One in eight people registered in Britain as non-resident for tax purposes left the country in the last year for which HM Revenue & Customs (HMRC) has records.
One in eight people registered in Britain as non-resident for tax purposes left the country in the last year for which HM Revenue & Customs (HMRC) has records.
The 12 per cent decrease during the year to April, 2009, demonstrates that tax-driven emigration is not just an option for companies like Wolseley, the FTSE-listed plumbing group that said this week it is leaving Britain for Switzerland and simpler, lower taxes. Accountants say the decline in non-resident numbers reflects HMRC’s tougher stance toward wealthy individuals and its campaign to raise revenues.

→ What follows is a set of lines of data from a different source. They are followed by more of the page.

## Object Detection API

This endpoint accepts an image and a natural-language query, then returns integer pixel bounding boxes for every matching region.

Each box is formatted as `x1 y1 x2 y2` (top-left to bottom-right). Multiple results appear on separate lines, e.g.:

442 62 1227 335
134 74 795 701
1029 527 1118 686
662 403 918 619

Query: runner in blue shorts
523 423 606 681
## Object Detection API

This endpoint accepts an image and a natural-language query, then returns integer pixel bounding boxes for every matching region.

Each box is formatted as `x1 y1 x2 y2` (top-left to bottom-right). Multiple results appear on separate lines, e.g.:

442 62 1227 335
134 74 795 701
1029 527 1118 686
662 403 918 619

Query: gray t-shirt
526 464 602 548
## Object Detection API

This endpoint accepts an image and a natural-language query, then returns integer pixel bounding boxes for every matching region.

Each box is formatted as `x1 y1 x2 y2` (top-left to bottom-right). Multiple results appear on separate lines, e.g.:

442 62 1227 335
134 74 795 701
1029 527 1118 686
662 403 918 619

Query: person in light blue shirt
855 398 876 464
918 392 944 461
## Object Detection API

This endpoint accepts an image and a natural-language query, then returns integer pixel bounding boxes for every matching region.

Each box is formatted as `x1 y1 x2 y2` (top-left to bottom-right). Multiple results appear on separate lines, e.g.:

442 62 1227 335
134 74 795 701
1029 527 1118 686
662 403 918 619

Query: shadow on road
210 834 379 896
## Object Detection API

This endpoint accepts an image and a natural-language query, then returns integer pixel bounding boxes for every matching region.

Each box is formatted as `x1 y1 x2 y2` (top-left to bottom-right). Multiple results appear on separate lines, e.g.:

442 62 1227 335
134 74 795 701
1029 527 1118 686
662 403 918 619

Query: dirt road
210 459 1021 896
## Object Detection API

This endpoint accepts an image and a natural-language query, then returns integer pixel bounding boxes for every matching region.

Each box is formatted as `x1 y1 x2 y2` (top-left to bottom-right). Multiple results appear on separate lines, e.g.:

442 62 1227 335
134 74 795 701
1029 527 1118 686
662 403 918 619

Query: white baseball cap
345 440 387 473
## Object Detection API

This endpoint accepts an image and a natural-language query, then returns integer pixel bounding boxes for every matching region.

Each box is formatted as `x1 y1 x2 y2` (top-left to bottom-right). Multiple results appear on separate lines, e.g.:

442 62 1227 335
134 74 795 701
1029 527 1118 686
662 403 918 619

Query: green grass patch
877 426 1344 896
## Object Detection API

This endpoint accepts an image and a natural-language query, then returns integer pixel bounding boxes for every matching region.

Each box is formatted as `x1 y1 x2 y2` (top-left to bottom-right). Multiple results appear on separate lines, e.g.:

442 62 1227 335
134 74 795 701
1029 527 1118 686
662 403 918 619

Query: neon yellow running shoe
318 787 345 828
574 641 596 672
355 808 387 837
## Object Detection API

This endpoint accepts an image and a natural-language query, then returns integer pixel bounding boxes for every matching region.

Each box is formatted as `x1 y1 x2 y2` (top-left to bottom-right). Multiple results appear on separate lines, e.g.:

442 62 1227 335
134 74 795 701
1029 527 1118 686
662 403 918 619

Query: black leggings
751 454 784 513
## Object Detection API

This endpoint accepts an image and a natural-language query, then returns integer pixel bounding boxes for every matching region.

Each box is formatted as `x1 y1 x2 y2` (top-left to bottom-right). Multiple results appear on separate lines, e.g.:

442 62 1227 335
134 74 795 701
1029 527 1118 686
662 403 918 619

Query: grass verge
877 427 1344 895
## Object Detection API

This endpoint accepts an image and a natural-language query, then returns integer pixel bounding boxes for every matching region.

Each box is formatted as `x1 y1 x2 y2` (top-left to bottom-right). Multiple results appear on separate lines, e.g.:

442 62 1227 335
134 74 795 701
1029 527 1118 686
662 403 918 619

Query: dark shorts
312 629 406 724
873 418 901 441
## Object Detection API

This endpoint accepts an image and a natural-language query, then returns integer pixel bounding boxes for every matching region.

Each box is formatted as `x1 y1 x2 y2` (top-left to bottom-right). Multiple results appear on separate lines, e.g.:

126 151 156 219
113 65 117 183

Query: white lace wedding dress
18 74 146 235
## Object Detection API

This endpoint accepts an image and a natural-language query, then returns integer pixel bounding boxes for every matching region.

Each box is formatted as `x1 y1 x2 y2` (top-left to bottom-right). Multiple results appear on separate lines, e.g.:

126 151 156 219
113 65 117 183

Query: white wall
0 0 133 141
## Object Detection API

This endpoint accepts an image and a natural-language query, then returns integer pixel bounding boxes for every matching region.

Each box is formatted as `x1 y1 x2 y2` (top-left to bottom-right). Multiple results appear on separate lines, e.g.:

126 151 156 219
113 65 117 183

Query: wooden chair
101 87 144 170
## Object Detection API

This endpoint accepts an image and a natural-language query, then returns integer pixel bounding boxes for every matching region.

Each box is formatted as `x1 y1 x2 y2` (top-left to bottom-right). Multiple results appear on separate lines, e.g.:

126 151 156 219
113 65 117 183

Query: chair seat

HM Revenue & Customs (HMRC) defines non-resident taxpayers as individuals who spend less than 183 days in the UK during the tax year or whose visits to the UK do not average 91 days or more a tax year over a maximum of four years.
Richard Mannion, a director at accountants Smith & Williamson, said: “The statistics indicate that the number of UK taxpayers registering as non-resident fell from 148,000 in 2007/8 to 130,000 in 2008/9. But another way of looking at the same figures is to say that a total of 278,000 taxpayers left the UK in those two years, which seems a staggeringly high number.”